Monday, December 15, 2008

Lessons from First Samuel

Blog No. 16 turns to a topic close to my heart ...

The book of First Samuel never ceases to amaze me. It contrasts King Saul’s rejection of God with David’s constant drive to align himself with God’s rule his life.

While David’s failures standout in 2 Samuel -- like adultery with Bathsheba and her husband’s murder in chapters 11 and 12 -- his life was marked by willingness to constantly repent and turn his life back to God.

From David’s first encounter with the Philistines in chapter 17, it’s evident that he honored God in every aspect of his life. David recognized that God would give him victory against the Philistine giant:
Moreover David said, “The LORD, who delivered me from the paw of the lion and from the paw of the bear, He will deliver me from the hand of this Philistine” (1 Samuel 17:37).
David knew (through faith) that God would give him victory, even though he was up against Goliath. Saul, in his lack of faith, reasoned that David wouldn’t be ”able to go against this Philistine to fight with him; for you are a youth, and he a man of war from his youth” (1 Samuel 17:33).

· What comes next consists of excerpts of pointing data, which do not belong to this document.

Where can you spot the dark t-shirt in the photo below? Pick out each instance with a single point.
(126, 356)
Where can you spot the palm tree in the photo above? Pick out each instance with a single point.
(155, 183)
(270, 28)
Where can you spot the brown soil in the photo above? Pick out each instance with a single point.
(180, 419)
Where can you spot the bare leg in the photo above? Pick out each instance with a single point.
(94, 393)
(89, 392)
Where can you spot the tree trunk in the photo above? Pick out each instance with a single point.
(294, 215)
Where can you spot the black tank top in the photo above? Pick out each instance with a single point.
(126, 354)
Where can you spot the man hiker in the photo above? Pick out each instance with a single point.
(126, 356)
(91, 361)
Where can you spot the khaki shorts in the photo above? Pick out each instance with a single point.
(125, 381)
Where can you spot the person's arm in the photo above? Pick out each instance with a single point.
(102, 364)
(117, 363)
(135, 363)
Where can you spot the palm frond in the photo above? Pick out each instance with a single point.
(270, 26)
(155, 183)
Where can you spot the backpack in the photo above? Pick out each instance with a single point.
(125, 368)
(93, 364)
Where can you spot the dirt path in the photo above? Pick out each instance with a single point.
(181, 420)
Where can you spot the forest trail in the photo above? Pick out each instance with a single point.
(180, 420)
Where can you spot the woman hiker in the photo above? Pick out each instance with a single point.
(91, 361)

The sad truth of the story is God’s rejection of Saul in chapter 15, a direct result of his rejection of God’s word (1 Samuel 23, 26). Although Saul often expressed remorse for his sinful ways, he never really repented. Saul spent must of his time on the throne serving him own desires instead of seeking God’s desires.

It was this Old Testament account that impressed me last October as I prepared for our Wednesday night Bible class. I read the last 13 chapters book in one setting on the bus home.

It’s as if I had never read the story of Saul and David, united Israel’s first and second kings. It was like God’s words were new and I was reading them for the first time.

The story of Saul’s pursuit of David excites you when you read of the time David secretly cut off the corner of Saul’s rode in the cave (1 Samuel 24:1-7). Despite encouragement from his soldiers, David restrained himself from killing Saul, a man David recognized as his master and the Lord’s anointed.

The book invokes great sadness when you read of Saul’s misplaced allegiance to himself and his earthly desires. He spent many years chasing David throughout Israel instead obeying God and following His law. Saul’s clandestine visit to a medium on the day before his death characterized his failure to call on God in times of trouble (1 Samuel 28:7-19).

First Samuel also causes great contemplation in the reader. David’s faith during those years and into his 40-year reign over Israel and Judah. After all, it’s David who's included in this great statement of the Hebrew writer:
... who through faith subdued kingdoms, worked righteousness, obtained promises, stopped the mouths of lions, quenched the violence of fire, escaped the edge of the sword, out of weakness were made strong, became valiant in battle, turned to flight the armies of the aliens” (Hebrews 11:33-34).
So, read through the book. It's much more than endless stories of an ancient kingdom. Woven into the battle between Israel and the Philistines are the reactions of two kings. One king who honored God in his life, and the other one that rejected Him.